Cette analyse s’est appuyée sur les réponses à l’enquête semestrielle de l’ACPR collectées auprès des cinq principaux groupes bancaires français actifs sur le segment de l’immobilier commercial (BNP Paribas, Société Générale, Groupe Crédit Agricole, Groupe BPCE et Groupe Crédit Mutuel)
Le financement de l’immobilier commercial par les banques françaises en 2024
Malgré quelques signes de reprise observés en fin d’année, le marché immobilier commercial français est resté dégradé en 2024, marqué notamment par un faible niveau d’investissement et une baisse continue des prix. Dans ce contexte, les expositions des cinq principaux groupes bancaires français sont demeurées stables et limitées (543 Md€, soit 6,4 % de leur bilan dont 510 Md€ de concours bancaire).
L’ensemble des concours à l’immobilier commercial a conservé des fondamentaux solides (majoritairement à taux fixe, amortissable et présentant un risque de refinancement à court et moyen termes limité). Toutefois, les crédits aux professionnels de l’immobilier (46 % des concours octroyés par les banques) ont présenté des caractéristiques plus risquées que l’ensemble du portefeuille (part plus importante de crédits à taux variable, de crédits in fine et/ou avec des maturités résiduelles plus courtes).
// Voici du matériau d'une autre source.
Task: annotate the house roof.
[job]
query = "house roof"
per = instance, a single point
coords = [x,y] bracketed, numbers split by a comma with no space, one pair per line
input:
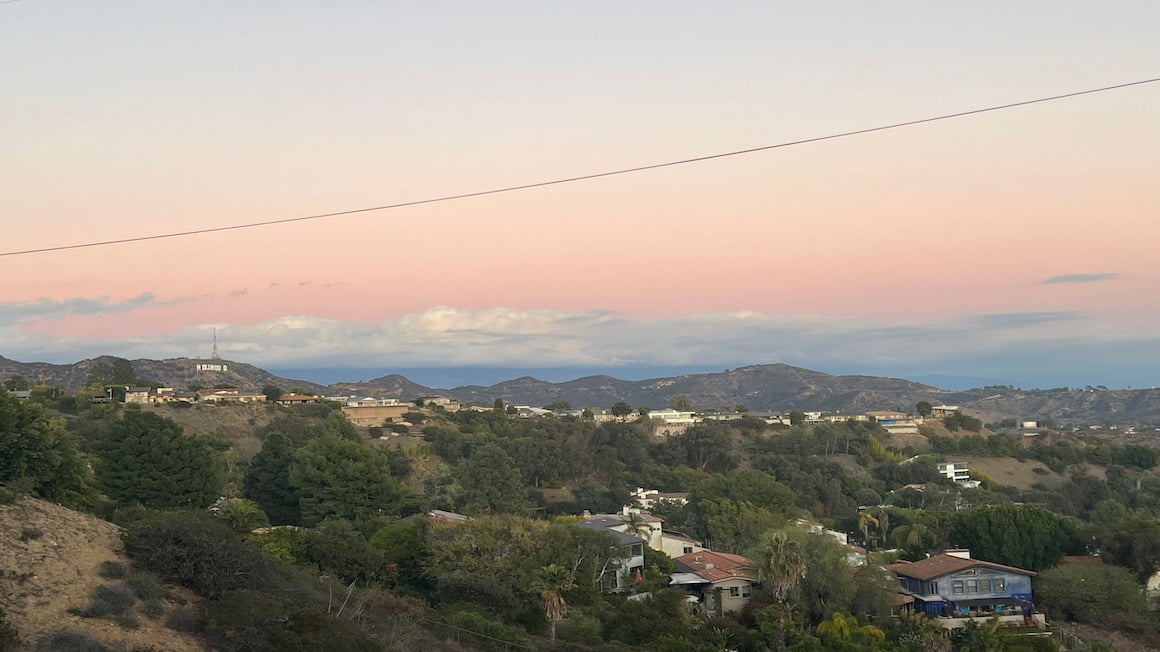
[716,566]
[607,524]
[940,565]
Si les indicateurs de risque (LTV, DSCR, ICR) sont restés globalement bien orientés, le risque de crédit du portefeuille s’est néanmoins dégradé (hausse des expositions en niveaux 2 et 3) et des segments sont apparus comme étant plus vulnérables (notamment les actifs en construction, les marchands de biens et le financement des biens situés en dehors de la France).